The Canadian dollar touched a 10-day high against the U.S. dollar on Monday as traders responded to signs the country’s industrial pulse is stabilizing after a difficult summer.
The move followed a run of domestic releases that painted a slightly brighter picture for factories and goods channels even as overall conditions remain mixed.
Statistics Canada said manufacturing sales rose 2.5 percent in July from June, led by motor vehicles and petroleum and coal products.
The increase put nominal sales at 70.3 billion Canadian dollars and eased concerns that output would remain stuck in a midyear slump.
The lift in autos dovetails with a steadying of parts supply and a bump in assembly schedules, while energy-related gains reflected firm refining margins and throughput.
Wholesale trade also advanced in July, with sales excluding petroleum categories up 1.2 percent to 86.0 billion dollars. Four of seven subsectors reported gains, including motor vehicles and building materials, and volumes rose 0.8 percent.
Together with stronger manufacturing receipts, the wholesale data suggest goods flows are finding a floor after months of tariff-related and demand-side headwinds.
Survey evidence is beginning to echo that turn. S&P Global’s Canada Manufacturing PMI improved to 48.3 in August from 46.1 in July, still below the 50 threshold that separates expansion from contraction but the firmest reading since January.
Softer declines in new orders and output drove the improvement, pointing to a slower pace of contraction and tentative stabilization.
A broader activity gauge told a similar story. The Ivey Purchasing Managers Index slipped to 50.1 in August on a seasonally adjusted basis, the lowest in three months and consistent with near-flat overall activity.
That reading underscores how uneven the recovery remains across sectors and regions despite the better tone in factory and wholesale numbers.
Housing data added a modest momentum to sentiment as the Canadian Real Estate Association reported that seasonally adjusted home sales edged up 1.1 percent in August, the fifth straight monthly increase and the strongest August since 2021.
While prices remain soft in many markets, the sales trend suggests demand is firming ahead of the fall listing season.
For currency markets, the combination of firmer hard data and less-negative surveys was enough to nudge the loonie higher, even as investors weigh the global backdrop and the next policy signal from the Bank of Canada.
Historically, higher crude prices and an improving goods outlook tend to support the currency given Canada’s export mix.
The durability of the rally will hinge on whether factories can convert improved order books into sustained production and whether wholesalers keep turning inventory as financing conditions evolve.

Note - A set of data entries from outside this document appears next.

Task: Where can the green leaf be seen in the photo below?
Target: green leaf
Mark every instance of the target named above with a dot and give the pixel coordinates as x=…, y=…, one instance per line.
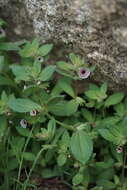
x=107, y=185
x=30, y=49
x=21, y=72
x=29, y=156
x=6, y=81
x=120, y=109
x=114, y=99
x=81, y=146
x=47, y=73
x=12, y=164
x=65, y=66
x=23, y=105
x=45, y=49
x=52, y=127
x=9, y=46
x=23, y=132
x=71, y=107
x=87, y=115
x=65, y=85
x=106, y=134
x=58, y=109
x=61, y=160
x=77, y=179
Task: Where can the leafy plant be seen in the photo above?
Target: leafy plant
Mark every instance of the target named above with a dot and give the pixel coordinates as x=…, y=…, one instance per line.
x=49, y=129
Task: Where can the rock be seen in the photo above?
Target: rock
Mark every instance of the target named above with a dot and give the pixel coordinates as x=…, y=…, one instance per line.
x=96, y=30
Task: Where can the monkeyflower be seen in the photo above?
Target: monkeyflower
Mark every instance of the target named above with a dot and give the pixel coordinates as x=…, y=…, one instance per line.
x=23, y=123
x=33, y=113
x=83, y=73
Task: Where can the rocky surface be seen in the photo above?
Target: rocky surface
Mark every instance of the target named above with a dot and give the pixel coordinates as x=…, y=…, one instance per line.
x=96, y=30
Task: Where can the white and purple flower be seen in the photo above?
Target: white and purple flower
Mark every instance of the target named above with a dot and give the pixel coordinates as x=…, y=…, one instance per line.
x=83, y=73
x=33, y=113
x=119, y=149
x=23, y=123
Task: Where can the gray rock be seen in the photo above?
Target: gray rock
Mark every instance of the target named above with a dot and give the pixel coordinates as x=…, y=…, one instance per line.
x=96, y=30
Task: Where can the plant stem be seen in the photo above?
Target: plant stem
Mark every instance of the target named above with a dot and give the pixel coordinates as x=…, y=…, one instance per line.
x=69, y=127
x=33, y=166
x=124, y=163
x=21, y=162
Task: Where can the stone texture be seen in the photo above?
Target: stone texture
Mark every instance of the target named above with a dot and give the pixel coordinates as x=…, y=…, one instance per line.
x=96, y=30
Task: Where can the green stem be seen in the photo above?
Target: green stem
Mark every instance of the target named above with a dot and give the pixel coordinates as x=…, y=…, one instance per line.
x=124, y=163
x=33, y=166
x=21, y=162
x=69, y=127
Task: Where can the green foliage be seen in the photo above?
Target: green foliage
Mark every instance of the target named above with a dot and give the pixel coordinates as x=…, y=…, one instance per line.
x=48, y=128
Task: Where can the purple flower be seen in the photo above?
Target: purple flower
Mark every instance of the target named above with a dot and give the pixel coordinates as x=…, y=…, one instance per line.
x=33, y=113
x=23, y=123
x=119, y=149
x=83, y=73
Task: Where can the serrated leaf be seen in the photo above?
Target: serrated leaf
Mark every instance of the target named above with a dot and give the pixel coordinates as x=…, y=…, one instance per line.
x=29, y=156
x=77, y=179
x=6, y=81
x=66, y=87
x=45, y=49
x=9, y=46
x=65, y=66
x=120, y=109
x=114, y=99
x=23, y=132
x=87, y=115
x=30, y=49
x=58, y=109
x=106, y=134
x=21, y=72
x=47, y=73
x=23, y=105
x=71, y=107
x=81, y=146
x=51, y=127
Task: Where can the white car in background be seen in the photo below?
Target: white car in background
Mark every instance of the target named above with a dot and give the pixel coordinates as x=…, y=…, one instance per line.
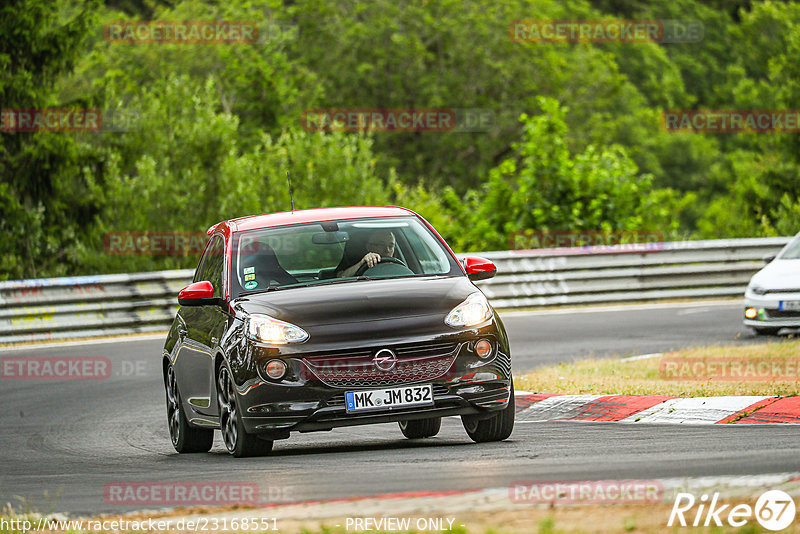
x=772, y=298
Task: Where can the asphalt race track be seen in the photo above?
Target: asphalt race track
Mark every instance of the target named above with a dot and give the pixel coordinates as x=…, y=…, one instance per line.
x=63, y=441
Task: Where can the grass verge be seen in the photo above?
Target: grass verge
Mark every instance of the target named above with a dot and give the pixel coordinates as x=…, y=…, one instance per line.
x=701, y=372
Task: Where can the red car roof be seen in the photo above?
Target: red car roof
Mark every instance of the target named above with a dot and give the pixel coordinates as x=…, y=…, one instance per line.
x=285, y=218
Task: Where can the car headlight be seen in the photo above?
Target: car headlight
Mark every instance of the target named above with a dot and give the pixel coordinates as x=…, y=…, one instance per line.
x=758, y=290
x=473, y=311
x=270, y=330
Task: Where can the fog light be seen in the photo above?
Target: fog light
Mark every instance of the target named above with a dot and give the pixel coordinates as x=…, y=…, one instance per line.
x=483, y=348
x=275, y=369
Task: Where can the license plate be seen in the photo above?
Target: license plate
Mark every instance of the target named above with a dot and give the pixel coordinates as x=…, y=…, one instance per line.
x=388, y=399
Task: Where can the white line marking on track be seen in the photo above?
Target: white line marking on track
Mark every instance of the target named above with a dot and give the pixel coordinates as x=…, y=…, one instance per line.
x=621, y=307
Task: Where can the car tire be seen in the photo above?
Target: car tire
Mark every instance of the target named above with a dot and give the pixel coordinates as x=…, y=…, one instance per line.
x=495, y=428
x=237, y=440
x=766, y=331
x=185, y=438
x=421, y=428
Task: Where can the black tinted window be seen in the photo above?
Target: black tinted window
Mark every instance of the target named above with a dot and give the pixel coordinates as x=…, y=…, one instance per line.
x=211, y=266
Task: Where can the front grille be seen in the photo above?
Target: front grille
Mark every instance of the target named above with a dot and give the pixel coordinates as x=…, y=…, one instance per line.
x=338, y=399
x=783, y=314
x=417, y=362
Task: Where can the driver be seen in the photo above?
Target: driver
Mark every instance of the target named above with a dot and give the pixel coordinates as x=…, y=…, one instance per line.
x=380, y=243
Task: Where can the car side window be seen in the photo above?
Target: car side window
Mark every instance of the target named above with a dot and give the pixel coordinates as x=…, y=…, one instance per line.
x=212, y=264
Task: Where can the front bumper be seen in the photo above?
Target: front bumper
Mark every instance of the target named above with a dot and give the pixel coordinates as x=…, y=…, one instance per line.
x=469, y=386
x=768, y=310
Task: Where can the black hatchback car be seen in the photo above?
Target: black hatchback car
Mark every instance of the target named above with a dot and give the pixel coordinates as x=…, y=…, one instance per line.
x=315, y=319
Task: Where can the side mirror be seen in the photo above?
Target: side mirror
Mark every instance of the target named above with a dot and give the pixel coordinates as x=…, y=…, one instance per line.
x=479, y=268
x=197, y=294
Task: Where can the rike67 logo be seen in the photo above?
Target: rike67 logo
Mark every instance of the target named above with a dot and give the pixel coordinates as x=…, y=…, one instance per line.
x=774, y=510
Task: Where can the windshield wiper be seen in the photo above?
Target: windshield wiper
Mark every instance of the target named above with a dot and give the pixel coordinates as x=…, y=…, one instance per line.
x=304, y=284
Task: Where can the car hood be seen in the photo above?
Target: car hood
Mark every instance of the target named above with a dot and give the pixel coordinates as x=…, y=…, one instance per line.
x=360, y=301
x=779, y=274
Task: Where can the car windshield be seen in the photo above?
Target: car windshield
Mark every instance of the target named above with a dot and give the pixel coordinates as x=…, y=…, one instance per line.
x=333, y=252
x=792, y=252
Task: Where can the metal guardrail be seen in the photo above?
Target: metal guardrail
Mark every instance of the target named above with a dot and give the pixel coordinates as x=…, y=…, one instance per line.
x=85, y=306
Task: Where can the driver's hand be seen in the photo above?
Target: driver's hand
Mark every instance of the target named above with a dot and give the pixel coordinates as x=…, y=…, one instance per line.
x=371, y=259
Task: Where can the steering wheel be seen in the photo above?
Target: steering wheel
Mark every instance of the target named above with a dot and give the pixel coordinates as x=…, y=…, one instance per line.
x=384, y=259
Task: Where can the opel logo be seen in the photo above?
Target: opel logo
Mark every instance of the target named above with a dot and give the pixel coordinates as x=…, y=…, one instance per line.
x=385, y=360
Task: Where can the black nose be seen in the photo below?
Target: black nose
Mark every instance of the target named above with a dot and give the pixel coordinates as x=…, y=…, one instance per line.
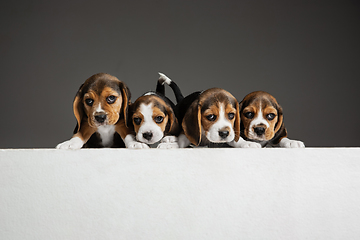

Producer-level indicators through September will reveal whether July’s bounce was a one-off or the start of a better trend.
Any further narrowing in the gap between new orders and output in the PMI would strengthen the case that the worst is past for manufacturers.
On the policy front, traders will parse the central bank’s language for clues on the path of rates into year end, given the tug-of-war between cooling demand in services and the nascent stabilization in goods.
For businesses, a steadier goods cycle could ease cash-flow pressure that built up when orders slowed and inventories piled higher earlier in the year.
For households, a healthier factory and wholesale backdrop tends to support employment in transport, logistics and parts of retail tied to durable goods.
For markets, the near-term question is whether the loonie’s latest bounce stalls at technical resistance or extends on any follow-through in September data.
If momentum in factories and wholesale channels holds, the currency’s floor may be a little firmer than it looked just a few weeks ago.